If you are a business owner, you may want the company to remain in your family after your death.
You want to minimize taxes and avoid probate, and there are trusts that can help you achieve your succession planning goals.
About a succession plan
A succession plan for the family business will help ensure a smooth transfer of ownership and management. The plan will generally include:
- The development and training of successors
- Coordination between business owners and managers
- Guide for delegation of responsibility and authority for successors
- Outside directors or advisors, if necessary
- Compensation planning to retain key employees
Succession planning should develop based on the best interests of the owner’s family. If you transfer the business during your lifetime, you will have the opportunity to consult with the successors.

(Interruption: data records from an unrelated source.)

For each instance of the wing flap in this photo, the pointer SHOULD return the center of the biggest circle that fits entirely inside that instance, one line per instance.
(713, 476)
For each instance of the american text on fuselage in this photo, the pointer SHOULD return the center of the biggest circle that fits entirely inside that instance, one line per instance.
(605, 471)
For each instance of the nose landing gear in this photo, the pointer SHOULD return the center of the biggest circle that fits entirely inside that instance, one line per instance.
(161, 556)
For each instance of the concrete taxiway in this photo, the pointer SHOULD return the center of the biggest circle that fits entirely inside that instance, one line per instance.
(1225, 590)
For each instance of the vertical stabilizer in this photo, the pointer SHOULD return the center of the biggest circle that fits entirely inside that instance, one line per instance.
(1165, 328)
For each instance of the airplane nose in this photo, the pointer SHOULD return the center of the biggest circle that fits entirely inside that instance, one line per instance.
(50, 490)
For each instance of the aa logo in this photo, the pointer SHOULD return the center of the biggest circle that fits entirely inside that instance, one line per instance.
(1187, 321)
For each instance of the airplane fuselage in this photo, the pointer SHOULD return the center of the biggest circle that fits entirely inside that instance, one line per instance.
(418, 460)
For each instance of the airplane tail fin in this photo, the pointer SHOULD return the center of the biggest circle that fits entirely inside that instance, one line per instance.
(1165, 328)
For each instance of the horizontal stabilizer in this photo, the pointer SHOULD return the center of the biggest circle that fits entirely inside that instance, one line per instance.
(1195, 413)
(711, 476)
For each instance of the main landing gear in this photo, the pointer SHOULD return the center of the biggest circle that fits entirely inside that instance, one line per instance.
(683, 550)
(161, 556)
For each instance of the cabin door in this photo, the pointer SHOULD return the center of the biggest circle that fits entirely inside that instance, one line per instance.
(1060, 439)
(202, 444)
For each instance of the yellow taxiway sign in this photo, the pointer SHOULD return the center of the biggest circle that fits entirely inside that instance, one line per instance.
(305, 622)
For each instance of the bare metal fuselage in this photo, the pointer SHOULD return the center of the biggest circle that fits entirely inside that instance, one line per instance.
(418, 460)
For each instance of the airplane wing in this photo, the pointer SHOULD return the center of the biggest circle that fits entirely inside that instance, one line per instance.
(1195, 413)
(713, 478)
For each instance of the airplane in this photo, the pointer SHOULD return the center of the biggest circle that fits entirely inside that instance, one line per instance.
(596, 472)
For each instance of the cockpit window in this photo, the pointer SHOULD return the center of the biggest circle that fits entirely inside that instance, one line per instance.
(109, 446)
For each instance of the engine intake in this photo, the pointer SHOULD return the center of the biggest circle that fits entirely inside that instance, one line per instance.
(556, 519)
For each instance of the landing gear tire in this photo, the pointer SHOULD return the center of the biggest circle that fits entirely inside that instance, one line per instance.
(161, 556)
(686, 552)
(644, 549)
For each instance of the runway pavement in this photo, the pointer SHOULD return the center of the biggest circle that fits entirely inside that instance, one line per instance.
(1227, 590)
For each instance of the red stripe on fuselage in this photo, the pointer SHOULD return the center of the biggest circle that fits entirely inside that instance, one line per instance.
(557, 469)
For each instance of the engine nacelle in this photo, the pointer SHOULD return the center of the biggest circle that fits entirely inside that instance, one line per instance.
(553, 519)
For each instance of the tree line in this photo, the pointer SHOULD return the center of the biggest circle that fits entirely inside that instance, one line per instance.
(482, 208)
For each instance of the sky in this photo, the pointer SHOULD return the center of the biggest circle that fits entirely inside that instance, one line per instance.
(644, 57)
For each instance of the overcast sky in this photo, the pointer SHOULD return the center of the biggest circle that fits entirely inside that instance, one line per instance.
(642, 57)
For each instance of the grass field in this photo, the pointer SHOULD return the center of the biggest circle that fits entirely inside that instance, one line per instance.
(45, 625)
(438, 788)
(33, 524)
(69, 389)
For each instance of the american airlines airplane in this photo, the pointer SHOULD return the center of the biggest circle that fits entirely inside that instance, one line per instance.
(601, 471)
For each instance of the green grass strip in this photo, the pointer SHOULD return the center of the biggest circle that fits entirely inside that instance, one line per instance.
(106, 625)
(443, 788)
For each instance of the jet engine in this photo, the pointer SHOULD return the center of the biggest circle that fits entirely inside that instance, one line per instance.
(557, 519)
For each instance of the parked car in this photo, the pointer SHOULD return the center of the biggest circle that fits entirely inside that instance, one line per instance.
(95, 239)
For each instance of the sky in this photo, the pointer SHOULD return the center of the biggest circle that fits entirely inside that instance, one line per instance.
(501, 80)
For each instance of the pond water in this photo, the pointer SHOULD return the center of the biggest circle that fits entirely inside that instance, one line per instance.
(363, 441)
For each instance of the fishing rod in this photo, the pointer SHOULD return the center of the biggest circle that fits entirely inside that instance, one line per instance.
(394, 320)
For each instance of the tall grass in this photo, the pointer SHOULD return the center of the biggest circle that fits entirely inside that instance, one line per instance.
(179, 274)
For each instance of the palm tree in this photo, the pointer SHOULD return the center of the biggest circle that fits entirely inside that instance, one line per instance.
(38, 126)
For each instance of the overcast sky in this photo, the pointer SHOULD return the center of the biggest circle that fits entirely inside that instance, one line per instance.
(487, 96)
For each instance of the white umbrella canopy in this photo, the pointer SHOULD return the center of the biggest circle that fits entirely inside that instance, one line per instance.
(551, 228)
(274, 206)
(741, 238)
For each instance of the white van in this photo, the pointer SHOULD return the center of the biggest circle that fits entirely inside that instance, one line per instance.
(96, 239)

You can create an Irrevocable Life Insurance Trust (ILIT) during your lifetime. With this kind of trust, an underlying insurance policy exists to pay benefits after your death. The benefits are not subject to probate, and your beneficiaries can receive them immediately. If you establish a Grantor Retained Annuity Trust (GRAT), you can retain income for yourself while preparing to transfer business assets to your children. You might also form a family limited partnership to hold your business assets. The partnership units would transfer to your successors, eliminating those units from your taxable estate.
A look ahead
As your attorney will no doubt remind you, the value of the family business may grow between the time you establish your estate plan and the time you pass away. Your taxable estate will show the value of the business on your date of death. Creating a trust such as an ILIT, GRAT or family limited partnership can assist with your succession planning goals and leave you with peace of mind.